Eso si, en casa no faltaba nada. La comida caliente, bueno, salvo al mediodía. Cuando venía de la escuela, en la heladera tenía un par de milanesas, papas fritas de la noche anterior, un tomate cortado a la mitad o unos huevos duros que yo tenía que ponerles la sal.
Es que mi vieja le ponía derecho. Recién cuando fui grande entendí eso de las horas corridas. Por entonces tenía unos siete u ocho años, pero ya lo sabe; no era como los pibes de ahora. Vivía prendido a la radio eléctrica y escuchaba folklore, tangos y los radioteatros, leía absorto algunas historietas mejicanas y me dejaba llevar por esas cabrioladas de vaqueros petirrojos o jugaba a la pelota con otros pibes del barrio en un campito de enfrente. Claro que todavía no estaban empedradas sus calles como ahora y la cosa tenía otro sabor especial. Se acuerda, ¿no? Corríjame si me equivoco; sólo quién es pibe y conoce la malaria por dentro y por fuera puede entender ese “aroma especial”, ¿no es cierto?
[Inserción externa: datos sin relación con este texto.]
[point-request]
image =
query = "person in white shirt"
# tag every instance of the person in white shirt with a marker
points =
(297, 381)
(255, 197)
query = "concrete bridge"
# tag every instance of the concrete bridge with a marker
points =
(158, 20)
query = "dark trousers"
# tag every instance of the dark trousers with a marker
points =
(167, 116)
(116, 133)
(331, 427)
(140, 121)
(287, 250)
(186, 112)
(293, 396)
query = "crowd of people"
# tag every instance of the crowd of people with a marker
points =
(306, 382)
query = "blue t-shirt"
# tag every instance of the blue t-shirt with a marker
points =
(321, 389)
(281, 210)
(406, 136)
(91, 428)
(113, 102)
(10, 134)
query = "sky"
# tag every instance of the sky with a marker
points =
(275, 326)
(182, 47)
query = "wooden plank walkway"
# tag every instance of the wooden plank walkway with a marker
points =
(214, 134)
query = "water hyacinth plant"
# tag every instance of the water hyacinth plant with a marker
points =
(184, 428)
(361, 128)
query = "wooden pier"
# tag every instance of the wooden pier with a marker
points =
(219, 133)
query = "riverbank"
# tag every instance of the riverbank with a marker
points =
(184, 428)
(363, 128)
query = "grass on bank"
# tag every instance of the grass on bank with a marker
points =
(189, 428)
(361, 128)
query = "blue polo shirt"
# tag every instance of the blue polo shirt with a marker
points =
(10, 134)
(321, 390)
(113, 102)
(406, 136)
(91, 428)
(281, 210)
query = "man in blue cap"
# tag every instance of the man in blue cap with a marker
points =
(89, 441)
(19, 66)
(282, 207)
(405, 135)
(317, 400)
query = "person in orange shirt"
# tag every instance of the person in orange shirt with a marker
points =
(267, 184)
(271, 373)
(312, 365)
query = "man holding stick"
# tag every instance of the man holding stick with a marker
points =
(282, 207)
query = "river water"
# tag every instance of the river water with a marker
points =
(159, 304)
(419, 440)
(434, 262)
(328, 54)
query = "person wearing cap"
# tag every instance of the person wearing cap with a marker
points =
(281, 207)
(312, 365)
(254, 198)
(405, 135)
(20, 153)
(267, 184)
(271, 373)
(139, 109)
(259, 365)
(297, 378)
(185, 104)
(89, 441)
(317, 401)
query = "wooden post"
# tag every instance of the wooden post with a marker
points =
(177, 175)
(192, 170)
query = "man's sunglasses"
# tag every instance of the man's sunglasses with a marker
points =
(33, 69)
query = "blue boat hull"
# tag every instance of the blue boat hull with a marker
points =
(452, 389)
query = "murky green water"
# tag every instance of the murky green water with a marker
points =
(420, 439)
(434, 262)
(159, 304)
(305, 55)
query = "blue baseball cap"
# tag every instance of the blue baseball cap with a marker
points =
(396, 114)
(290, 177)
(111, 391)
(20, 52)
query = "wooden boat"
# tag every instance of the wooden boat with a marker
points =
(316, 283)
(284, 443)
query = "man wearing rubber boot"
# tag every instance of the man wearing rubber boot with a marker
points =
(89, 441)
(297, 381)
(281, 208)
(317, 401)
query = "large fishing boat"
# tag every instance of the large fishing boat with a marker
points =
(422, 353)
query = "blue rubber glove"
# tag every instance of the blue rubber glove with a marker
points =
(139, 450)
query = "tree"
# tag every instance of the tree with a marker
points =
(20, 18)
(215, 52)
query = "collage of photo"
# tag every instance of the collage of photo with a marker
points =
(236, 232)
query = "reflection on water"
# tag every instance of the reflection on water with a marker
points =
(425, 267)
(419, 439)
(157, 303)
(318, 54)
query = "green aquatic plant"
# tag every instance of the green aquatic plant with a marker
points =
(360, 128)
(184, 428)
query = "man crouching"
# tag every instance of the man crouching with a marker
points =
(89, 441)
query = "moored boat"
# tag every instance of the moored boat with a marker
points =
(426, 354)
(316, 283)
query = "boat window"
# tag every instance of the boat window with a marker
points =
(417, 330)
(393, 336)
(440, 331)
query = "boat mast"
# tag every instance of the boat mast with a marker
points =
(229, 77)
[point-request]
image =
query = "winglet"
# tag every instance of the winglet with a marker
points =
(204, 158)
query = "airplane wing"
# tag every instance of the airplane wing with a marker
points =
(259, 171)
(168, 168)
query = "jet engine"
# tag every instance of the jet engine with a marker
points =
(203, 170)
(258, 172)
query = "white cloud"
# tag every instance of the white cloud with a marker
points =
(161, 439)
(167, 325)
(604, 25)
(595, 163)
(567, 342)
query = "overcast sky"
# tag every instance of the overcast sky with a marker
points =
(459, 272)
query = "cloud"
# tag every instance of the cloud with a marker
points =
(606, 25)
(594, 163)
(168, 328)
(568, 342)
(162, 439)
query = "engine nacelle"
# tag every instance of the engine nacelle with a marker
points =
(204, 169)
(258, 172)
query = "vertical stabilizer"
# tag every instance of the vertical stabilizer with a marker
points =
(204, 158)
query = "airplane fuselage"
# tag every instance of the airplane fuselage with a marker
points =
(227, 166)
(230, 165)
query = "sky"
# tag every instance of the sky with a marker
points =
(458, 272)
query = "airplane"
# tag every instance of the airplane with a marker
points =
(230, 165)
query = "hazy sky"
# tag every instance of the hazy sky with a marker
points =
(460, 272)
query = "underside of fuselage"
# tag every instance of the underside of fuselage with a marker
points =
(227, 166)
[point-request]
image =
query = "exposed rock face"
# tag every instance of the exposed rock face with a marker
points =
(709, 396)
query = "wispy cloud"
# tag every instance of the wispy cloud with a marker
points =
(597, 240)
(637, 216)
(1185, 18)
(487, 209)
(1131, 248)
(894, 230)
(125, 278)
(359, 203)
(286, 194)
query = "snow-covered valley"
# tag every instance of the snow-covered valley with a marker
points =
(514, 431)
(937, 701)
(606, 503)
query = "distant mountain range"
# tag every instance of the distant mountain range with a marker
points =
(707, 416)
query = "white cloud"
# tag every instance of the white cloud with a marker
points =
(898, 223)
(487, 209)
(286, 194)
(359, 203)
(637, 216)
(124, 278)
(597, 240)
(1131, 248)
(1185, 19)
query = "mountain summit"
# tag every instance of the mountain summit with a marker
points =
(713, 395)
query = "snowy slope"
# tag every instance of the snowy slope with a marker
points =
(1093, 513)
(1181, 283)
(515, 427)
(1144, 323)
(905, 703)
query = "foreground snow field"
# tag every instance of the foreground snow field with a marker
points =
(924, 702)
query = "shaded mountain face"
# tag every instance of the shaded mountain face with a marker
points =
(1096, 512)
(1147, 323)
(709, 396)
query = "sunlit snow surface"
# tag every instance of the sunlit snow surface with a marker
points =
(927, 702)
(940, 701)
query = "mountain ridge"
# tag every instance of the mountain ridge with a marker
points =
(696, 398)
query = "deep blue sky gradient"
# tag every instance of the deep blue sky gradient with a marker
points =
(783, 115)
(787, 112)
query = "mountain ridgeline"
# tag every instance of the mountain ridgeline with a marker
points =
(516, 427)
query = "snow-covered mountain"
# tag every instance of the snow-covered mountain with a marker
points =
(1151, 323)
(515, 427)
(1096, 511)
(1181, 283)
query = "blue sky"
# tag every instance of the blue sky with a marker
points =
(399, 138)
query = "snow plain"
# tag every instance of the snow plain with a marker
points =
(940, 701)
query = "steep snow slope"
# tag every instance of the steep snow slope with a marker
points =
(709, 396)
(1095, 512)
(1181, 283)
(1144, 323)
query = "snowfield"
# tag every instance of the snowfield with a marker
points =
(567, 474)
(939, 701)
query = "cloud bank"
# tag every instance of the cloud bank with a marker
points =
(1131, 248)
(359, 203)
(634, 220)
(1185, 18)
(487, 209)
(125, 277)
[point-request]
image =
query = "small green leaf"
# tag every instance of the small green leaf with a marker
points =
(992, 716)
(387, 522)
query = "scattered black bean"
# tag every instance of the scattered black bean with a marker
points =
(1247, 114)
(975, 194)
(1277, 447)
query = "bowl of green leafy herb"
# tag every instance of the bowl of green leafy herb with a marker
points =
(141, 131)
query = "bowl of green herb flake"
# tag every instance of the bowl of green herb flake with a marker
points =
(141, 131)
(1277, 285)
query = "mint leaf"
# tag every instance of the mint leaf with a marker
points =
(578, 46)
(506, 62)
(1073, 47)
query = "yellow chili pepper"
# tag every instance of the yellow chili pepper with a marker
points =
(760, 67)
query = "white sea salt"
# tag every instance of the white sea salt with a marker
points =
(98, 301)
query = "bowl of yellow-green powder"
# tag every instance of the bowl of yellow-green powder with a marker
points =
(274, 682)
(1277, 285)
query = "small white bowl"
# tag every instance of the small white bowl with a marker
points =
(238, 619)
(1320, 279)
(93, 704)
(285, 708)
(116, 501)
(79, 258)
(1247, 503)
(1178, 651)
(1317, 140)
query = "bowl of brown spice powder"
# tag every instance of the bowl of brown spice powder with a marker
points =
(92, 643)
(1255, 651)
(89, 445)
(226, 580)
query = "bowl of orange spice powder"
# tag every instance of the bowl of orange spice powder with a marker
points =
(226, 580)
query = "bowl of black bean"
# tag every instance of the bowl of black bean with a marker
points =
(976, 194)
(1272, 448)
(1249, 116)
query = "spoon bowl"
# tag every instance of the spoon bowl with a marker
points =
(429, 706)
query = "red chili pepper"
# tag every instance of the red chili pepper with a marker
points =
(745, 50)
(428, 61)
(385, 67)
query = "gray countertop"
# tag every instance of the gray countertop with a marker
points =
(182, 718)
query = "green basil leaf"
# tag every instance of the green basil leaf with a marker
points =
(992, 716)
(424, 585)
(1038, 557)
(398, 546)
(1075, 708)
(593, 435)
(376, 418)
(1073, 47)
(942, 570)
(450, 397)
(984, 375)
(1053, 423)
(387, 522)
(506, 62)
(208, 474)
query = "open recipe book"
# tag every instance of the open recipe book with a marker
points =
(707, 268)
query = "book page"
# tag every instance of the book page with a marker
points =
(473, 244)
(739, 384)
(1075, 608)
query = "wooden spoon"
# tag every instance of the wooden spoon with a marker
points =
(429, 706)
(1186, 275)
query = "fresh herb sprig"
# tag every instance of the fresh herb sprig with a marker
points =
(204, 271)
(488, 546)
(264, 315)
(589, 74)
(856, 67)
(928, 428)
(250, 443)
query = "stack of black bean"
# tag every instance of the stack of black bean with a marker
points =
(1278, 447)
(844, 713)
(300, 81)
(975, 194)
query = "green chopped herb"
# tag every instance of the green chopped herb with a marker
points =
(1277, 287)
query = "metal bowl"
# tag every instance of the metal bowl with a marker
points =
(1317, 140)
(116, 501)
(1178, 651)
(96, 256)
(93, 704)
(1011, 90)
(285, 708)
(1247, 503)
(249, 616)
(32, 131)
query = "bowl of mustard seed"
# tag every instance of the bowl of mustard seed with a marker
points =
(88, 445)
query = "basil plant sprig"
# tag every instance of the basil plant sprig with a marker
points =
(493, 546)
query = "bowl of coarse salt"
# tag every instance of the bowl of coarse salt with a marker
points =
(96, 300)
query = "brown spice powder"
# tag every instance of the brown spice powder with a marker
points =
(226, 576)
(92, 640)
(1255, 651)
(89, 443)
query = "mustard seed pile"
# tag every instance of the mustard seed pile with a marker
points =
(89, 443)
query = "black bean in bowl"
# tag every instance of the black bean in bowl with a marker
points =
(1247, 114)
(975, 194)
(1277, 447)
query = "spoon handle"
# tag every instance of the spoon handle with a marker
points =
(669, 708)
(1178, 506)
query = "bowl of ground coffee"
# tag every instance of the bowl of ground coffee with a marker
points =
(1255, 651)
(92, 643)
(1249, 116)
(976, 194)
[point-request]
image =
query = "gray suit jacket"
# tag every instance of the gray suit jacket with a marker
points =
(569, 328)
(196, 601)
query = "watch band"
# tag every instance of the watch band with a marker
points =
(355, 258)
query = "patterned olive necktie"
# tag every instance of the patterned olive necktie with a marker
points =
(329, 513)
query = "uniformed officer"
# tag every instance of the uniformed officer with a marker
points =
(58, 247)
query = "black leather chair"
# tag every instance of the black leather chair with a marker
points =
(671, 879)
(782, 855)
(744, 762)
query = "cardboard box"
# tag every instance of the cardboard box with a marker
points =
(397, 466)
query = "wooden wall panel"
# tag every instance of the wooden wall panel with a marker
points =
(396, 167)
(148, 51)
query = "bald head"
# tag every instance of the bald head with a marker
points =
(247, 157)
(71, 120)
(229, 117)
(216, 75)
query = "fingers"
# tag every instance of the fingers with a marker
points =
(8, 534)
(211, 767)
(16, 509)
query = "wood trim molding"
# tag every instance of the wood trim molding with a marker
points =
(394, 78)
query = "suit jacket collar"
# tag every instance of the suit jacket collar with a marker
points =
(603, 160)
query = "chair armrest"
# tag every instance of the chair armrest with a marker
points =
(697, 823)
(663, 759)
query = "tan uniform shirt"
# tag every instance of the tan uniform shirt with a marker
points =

La verdad es que mi vieja le ponía duro día y noche. A media tarde salía del trabajo. Después a lavar la ropa, limpiar la casa y de vuelta a preparar la comida para la noche; lo que sobraba era para mí al mediodía. Así es como odio las milanesas con papas fritas, el huevo duro y los tomates helados, sabe… ¡No, es una broma…!
Dicen que las cicatrices nunca se van, se corren de lugar. Lo mismo pasa con los recuerdos: usted los quiere poner en un rincón oculto de la memoria y los guachos saltan como disparadores postraumáticos en el presente; en el lugar y momento menos oportuno. Como éste… ¿Lo entiende, no es cierto? ¡Y cómo no lo va a entender si usted me conoce desde chico!
¿Cuántos años dice que tiene? Y…yo tengo unos cuarenta y tantos. Así que me lleva bastante de esas cosas que da la experiencia y de los mambos infantiles. ¡Qué inocencia, por Dios…! Si hasta nos enamorábamos de la maestra…! Ahora se la comen viva. Tiene toda la razón del mundo. Por entonces, ser boludo era poco.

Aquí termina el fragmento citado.